Chris Stedman: The Prophet


By Sam Lansky

Chris Stedman is a gay atheist on a mission to find a common cause between the devout and the faithless. His compatriots aren’t buying it.

And while his own alienation from the conservative Christian sect to which he once belonged is a distant memory, it’s clearly still painful even now, as he’s working and living in the liberal enclave of Boston, where his days revolve around community-building and spending time with his boyfriend, Alex, an artist and photographer. Those early traumas left scars.

“I wouldn’t have gone through as much personal turmoil if people had more empathy for different values,” he says plainly. “I’d like to think that this work will result in people being able to be more openly different, to not experience the rejection of their communities or their loved ones just because they have a different understanding of the world.” To hear him talk is to realize that while his aims may be broad, his motivation is deeply personal.

And indeed, Stedman likes to tell a story about giving a speech early in his career and being met afterward by a young woman who wanted to speak to him. “She said that I had a demon inside me that was making me gay,” he says. “This was one of the first times I was doing a big public speaking thing, so I was nervous already, and she just happened to hit my trigger—that was the exact messaging that I had internalized when I was younger, the very same message that brought me years of misery.”

He grimaces. “But as I took a moment to pause, I noticed that she was nervous. She was shaking, actually. So what I said to her surprised even me—I don’t know where it came from—but I said, ‘I just want to thank you for coming up to me and being honest with me, and for being so brave. It’s not easy to tell someone something that you’re pretty sure they don’t want to hear, but what you think is important.’ She was so caught off-guard by that.
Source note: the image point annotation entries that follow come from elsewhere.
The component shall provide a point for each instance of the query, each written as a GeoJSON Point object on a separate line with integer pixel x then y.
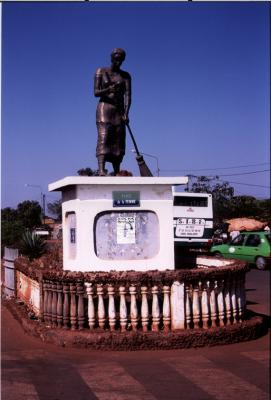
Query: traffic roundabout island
{"type": "Point", "coordinates": [198, 306]}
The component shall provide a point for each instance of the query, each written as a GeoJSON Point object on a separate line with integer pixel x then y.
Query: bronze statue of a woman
{"type": "Point", "coordinates": [113, 86]}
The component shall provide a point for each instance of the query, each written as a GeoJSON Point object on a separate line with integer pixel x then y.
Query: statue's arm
{"type": "Point", "coordinates": [99, 90]}
{"type": "Point", "coordinates": [127, 96]}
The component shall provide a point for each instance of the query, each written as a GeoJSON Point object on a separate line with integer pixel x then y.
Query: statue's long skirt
{"type": "Point", "coordinates": [111, 132]}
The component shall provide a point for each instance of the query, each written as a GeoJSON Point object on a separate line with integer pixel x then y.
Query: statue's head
{"type": "Point", "coordinates": [118, 56]}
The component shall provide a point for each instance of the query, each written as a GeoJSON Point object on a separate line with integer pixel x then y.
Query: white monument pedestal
{"type": "Point", "coordinates": [117, 223]}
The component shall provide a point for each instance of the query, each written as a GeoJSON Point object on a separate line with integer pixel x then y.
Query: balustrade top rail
{"type": "Point", "coordinates": [148, 278]}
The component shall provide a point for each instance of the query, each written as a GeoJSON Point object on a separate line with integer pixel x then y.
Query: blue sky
{"type": "Point", "coordinates": [200, 75]}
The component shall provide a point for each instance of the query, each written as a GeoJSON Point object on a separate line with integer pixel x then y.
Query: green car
{"type": "Point", "coordinates": [253, 247]}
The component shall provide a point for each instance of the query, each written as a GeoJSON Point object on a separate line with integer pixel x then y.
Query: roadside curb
{"type": "Point", "coordinates": [250, 329]}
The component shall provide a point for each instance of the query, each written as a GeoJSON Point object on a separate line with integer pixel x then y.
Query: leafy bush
{"type": "Point", "coordinates": [32, 245]}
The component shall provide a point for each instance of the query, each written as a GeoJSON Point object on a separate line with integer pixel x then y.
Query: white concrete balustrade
{"type": "Point", "coordinates": [179, 306]}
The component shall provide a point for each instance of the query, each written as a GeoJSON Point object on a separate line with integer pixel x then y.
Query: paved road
{"type": "Point", "coordinates": [32, 370]}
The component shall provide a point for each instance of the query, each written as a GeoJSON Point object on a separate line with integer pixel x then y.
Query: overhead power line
{"type": "Point", "coordinates": [218, 168]}
{"type": "Point", "coordinates": [246, 184]}
{"type": "Point", "coordinates": [247, 173]}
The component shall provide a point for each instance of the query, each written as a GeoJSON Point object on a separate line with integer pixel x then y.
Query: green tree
{"type": "Point", "coordinates": [55, 208]}
{"type": "Point", "coordinates": [222, 195]}
{"type": "Point", "coordinates": [245, 206]}
{"type": "Point", "coordinates": [14, 222]}
{"type": "Point", "coordinates": [30, 214]}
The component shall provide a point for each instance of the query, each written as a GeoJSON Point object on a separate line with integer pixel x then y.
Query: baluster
{"type": "Point", "coordinates": [213, 304]}
{"type": "Point", "coordinates": [133, 311]}
{"type": "Point", "coordinates": [155, 309]}
{"type": "Point", "coordinates": [239, 299]}
{"type": "Point", "coordinates": [73, 316]}
{"type": "Point", "coordinates": [144, 309]}
{"type": "Point", "coordinates": [59, 305]}
{"type": "Point", "coordinates": [196, 306]}
{"type": "Point", "coordinates": [205, 305]}
{"type": "Point", "coordinates": [111, 307]}
{"type": "Point", "coordinates": [243, 293]}
{"type": "Point", "coordinates": [187, 307]}
{"type": "Point", "coordinates": [228, 301]}
{"type": "Point", "coordinates": [49, 302]}
{"type": "Point", "coordinates": [81, 314]}
{"type": "Point", "coordinates": [66, 306]}
{"type": "Point", "coordinates": [91, 310]}
{"type": "Point", "coordinates": [166, 308]}
{"type": "Point", "coordinates": [45, 301]}
{"type": "Point", "coordinates": [220, 303]}
{"type": "Point", "coordinates": [123, 309]}
{"type": "Point", "coordinates": [234, 300]}
{"type": "Point", "coordinates": [54, 304]}
{"type": "Point", "coordinates": [177, 306]}
{"type": "Point", "coordinates": [101, 310]}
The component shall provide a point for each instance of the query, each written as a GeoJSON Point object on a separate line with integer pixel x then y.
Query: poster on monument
{"type": "Point", "coordinates": [126, 230]}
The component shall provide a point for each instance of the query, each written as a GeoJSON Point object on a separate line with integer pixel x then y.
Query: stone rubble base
{"type": "Point", "coordinates": [251, 329]}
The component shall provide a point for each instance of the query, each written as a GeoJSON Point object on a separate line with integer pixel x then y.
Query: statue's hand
{"type": "Point", "coordinates": [125, 119]}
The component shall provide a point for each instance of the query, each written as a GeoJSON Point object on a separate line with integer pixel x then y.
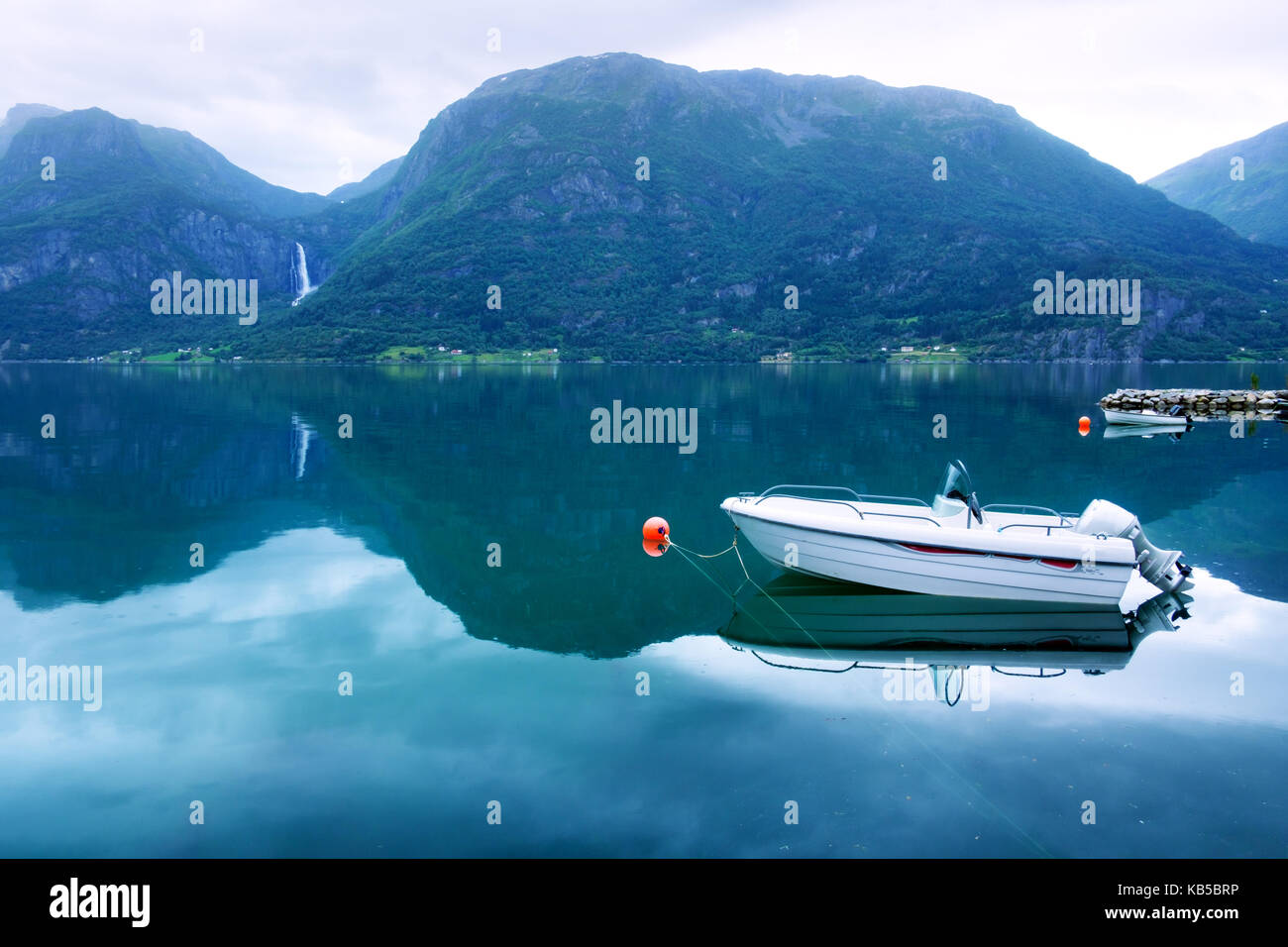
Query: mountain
{"type": "Point", "coordinates": [18, 116]}
{"type": "Point", "coordinates": [535, 184]}
{"type": "Point", "coordinates": [120, 205]}
{"type": "Point", "coordinates": [372, 183]}
{"type": "Point", "coordinates": [759, 182]}
{"type": "Point", "coordinates": [1254, 206]}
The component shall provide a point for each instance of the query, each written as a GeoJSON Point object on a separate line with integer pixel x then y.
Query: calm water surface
{"type": "Point", "coordinates": [519, 684]}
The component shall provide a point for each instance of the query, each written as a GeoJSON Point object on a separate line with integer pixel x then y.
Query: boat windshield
{"type": "Point", "coordinates": [956, 483]}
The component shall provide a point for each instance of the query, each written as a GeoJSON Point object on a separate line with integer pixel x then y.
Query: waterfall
{"type": "Point", "coordinates": [301, 434]}
{"type": "Point", "coordinates": [300, 275]}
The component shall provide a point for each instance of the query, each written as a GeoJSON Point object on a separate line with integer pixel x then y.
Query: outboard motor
{"type": "Point", "coordinates": [1162, 567]}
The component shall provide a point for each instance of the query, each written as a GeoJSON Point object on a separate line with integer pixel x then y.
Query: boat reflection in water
{"type": "Point", "coordinates": [952, 644]}
{"type": "Point", "coordinates": [1115, 432]}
I’m sure she was expecting a negative response or a confrontation. Instead, we had a pretty substantial conversation about my experiences.”
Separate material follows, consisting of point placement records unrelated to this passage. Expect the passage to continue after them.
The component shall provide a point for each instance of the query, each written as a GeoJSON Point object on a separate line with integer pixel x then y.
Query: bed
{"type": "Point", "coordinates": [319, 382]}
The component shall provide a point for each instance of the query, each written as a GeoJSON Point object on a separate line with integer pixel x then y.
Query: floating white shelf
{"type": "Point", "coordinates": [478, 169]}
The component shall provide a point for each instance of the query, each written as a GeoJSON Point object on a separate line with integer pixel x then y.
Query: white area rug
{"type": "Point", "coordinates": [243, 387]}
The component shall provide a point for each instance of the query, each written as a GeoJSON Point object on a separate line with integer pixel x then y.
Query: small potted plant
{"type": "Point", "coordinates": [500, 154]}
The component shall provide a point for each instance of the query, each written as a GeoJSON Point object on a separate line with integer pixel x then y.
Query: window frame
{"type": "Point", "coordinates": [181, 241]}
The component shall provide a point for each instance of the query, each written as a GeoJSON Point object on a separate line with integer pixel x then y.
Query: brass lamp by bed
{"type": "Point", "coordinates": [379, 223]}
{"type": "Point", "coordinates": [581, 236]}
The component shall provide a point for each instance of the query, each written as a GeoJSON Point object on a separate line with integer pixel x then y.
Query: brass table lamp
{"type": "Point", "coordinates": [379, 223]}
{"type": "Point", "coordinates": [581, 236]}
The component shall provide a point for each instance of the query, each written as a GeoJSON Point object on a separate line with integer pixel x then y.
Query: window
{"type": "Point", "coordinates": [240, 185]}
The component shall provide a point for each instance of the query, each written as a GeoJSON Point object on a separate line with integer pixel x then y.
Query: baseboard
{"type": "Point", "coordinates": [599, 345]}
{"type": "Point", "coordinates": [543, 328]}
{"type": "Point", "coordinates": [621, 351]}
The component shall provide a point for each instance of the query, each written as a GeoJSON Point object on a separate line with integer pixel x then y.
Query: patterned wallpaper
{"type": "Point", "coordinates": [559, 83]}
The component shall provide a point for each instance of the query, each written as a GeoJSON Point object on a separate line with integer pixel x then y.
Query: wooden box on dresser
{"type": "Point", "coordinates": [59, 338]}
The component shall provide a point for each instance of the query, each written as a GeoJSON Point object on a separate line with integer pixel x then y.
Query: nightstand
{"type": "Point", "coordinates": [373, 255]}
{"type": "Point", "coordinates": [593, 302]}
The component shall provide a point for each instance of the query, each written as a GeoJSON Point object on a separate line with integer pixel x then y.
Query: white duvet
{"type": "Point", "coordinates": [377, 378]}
Laughing a little, Stedman shakes his head. “I would love to be able to say that she had a total change of heart and became, like, a gay rights activist. Of course, that didn’t happen. But I often wonder what seeds might have been planted that day. When she hears a minister preaching about gay people, or there’s a gay marriage initiative on the ballot—any time she thinks of those issues, she has another point of reference. She has to connect her ideas to a human experience, to a person she met, to stories that she heard. To somebody who has experienced being human.” He hesitates. “Just like she has.”